All this comes onto the backsides of my eyelids as I listen to the wind blow through the maples, as if they were strange reeds in those waterways. And I too listen with pleasure and delight, as if there will never be another thing to do. And right now, there is nothing else to do when the darkness falls and the star-pricked night is a blanket we cover ourselves up with.

For there is no denying it is Autumn and it is too cold to do anything in the evenings after the clocks change except lie under that blanket and find new ways to fashion love, new ways to braid our hair together like a Chinese puzzle we cannot escape from until Spring opens up her head crocus-style, fortune-cookie style and gives us a little hallelujah of sunshine.

Monday, May 3, 2010

First Day of Summer

True to calendar, the first day of summer has finally brought us warmish windy weather. Everyone is happy but me. I wanted there to be some cool spring-ish days that would make me feel like a slightly ruffled petticoat in the wind. I wanted to lie on the church lawn and find animals in the clouds, moles poking their noses outta the earth so whipped by large hands and rose-shaped snouts, that it was loamy and ready to receive seed the way some earth and seed mingle together like a pat of butter in a bowl of hot cereal.

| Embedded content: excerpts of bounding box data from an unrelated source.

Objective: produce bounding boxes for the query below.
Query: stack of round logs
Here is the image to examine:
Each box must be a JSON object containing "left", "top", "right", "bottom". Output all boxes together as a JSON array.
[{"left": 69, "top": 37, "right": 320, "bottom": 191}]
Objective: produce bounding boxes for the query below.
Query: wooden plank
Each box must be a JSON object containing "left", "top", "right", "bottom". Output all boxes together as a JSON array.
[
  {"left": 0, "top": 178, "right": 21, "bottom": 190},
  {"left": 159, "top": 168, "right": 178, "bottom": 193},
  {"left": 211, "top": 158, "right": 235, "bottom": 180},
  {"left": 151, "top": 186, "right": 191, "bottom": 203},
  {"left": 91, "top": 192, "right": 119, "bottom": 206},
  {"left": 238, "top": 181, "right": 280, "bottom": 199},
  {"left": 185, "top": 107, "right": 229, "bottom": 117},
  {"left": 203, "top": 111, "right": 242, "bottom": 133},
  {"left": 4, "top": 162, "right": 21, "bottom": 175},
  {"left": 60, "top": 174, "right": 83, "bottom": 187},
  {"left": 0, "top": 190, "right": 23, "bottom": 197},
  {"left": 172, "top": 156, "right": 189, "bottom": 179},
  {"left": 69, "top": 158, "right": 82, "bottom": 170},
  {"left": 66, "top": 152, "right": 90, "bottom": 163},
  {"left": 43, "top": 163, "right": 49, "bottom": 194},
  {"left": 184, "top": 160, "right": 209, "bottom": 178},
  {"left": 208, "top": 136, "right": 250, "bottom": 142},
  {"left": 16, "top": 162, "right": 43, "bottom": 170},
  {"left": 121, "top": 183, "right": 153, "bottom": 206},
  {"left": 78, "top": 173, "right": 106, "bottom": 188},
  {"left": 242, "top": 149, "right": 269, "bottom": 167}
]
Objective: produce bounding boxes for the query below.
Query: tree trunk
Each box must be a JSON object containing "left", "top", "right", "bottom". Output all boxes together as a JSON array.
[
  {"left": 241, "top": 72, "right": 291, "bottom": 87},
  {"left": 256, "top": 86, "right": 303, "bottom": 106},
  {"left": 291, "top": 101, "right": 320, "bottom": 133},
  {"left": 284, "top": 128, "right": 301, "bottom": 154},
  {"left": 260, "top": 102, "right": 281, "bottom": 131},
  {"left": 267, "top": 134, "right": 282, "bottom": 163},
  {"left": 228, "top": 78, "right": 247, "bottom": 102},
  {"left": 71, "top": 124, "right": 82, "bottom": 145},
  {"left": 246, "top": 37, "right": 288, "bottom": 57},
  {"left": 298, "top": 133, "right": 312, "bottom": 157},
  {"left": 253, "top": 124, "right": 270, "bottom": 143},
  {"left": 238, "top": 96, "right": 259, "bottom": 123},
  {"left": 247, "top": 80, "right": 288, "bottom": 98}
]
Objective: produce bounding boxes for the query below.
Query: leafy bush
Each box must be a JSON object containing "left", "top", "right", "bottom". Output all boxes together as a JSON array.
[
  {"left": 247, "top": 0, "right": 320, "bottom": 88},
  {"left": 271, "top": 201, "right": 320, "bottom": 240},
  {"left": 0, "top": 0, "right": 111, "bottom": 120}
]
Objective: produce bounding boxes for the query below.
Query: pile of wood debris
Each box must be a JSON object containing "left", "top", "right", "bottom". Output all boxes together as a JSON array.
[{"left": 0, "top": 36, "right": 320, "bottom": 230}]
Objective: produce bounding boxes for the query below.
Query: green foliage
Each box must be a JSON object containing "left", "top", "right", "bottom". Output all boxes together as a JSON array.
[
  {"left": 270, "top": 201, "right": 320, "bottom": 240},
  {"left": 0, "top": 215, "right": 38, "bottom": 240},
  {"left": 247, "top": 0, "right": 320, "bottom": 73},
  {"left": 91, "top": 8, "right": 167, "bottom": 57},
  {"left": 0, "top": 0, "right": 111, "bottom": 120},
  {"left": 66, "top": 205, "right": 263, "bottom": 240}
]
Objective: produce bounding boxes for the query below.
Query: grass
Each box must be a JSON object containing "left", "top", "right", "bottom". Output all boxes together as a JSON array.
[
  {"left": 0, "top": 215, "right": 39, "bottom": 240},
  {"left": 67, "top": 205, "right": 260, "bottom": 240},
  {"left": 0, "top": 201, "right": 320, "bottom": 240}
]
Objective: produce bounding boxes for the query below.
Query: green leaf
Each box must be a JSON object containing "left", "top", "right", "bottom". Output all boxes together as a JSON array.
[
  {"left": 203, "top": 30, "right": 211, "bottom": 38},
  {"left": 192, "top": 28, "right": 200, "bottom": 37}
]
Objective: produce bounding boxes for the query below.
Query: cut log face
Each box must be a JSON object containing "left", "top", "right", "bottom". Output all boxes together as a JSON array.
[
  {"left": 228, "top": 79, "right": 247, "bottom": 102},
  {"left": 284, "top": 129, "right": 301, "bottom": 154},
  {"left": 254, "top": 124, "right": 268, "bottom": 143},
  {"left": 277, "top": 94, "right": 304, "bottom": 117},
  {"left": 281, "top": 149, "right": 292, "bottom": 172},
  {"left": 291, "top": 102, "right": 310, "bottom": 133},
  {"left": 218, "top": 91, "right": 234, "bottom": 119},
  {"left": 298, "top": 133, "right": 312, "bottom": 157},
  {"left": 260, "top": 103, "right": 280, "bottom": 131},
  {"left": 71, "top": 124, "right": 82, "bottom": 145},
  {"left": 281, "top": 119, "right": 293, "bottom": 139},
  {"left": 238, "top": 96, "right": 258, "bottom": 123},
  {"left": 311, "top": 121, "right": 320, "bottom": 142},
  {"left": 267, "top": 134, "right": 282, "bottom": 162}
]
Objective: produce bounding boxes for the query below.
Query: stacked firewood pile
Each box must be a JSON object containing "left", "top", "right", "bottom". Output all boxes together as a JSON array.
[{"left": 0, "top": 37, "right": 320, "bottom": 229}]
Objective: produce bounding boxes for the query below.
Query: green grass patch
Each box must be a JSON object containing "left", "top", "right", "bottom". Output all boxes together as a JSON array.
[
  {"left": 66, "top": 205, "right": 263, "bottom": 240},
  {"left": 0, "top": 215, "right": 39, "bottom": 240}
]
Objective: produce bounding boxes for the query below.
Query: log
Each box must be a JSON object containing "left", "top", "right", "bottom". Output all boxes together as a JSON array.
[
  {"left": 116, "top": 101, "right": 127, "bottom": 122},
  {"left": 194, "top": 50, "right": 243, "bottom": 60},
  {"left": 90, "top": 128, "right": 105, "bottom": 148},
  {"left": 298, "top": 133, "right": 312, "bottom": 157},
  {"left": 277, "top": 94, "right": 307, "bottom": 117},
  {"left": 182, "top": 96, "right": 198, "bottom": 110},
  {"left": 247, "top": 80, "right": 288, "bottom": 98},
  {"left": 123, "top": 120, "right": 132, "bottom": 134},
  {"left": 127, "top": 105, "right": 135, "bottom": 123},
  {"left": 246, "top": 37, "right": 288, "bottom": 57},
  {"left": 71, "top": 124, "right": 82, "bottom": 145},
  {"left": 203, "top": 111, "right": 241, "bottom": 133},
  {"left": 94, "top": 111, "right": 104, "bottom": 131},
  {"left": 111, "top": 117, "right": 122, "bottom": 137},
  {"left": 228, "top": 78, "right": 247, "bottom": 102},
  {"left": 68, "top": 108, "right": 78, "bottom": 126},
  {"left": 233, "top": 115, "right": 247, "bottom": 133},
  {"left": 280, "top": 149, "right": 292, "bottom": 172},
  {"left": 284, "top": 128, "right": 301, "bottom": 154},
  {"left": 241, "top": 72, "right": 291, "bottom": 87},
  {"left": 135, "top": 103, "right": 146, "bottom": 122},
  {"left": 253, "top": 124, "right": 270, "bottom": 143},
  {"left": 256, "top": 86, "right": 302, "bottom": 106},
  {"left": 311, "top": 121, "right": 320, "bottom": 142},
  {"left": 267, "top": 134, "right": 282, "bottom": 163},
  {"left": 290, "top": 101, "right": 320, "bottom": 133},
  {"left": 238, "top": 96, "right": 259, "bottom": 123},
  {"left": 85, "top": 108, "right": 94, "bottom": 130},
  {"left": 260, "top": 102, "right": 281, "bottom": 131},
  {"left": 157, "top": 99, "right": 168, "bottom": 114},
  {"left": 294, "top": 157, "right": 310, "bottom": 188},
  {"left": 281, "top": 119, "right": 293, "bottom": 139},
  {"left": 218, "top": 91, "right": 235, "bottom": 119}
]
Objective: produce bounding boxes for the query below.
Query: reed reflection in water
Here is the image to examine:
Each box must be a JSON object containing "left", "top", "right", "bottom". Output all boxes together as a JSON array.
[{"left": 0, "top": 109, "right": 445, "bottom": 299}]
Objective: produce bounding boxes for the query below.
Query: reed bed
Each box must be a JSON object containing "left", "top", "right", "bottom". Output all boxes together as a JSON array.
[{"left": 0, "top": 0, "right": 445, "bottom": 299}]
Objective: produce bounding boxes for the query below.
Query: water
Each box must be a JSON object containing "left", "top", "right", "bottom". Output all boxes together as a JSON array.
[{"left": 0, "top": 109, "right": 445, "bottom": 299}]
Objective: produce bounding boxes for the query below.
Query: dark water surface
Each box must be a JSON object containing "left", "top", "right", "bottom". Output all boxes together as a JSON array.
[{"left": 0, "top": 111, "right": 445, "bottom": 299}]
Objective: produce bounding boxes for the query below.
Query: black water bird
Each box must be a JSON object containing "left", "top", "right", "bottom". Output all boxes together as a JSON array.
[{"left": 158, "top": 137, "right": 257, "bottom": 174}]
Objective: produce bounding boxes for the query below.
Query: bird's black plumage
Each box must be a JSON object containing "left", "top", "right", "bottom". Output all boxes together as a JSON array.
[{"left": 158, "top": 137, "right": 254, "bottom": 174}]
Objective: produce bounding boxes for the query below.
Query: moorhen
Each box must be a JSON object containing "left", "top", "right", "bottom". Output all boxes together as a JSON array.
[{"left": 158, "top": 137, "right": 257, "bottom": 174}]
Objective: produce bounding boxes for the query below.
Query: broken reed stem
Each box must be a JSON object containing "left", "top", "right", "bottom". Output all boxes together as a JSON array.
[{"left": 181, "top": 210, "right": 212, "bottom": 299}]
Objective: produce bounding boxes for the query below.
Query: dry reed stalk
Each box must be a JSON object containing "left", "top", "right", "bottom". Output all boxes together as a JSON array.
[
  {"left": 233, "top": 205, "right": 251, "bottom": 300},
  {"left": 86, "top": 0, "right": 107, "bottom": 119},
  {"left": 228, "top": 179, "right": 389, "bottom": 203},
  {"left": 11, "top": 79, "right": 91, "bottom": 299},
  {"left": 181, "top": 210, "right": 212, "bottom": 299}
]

I've brought eight foot tall foxglove stalks into the house to put in three foot vases, six foot tiger lilies on stalks in as well. The caboose is over-whelmed with flowers as if it were a funeral, but it's beautiful. Now, I'm not Tinkerbelle, but neither am I the dancing hippos in the Fantasia, and I carefully got in bed holding my laptop with one hand, so I could relax after working all day and ker-rash! the bed Daniel just rebuilt collapsed underneath me! I thought it was me, but he hadn't screwed the slats down to the main bottom frame of the bed and some extracurricular wriggling had loosened the boards from the main place and they just slid off their place and down onto the floor. Happy Solstice!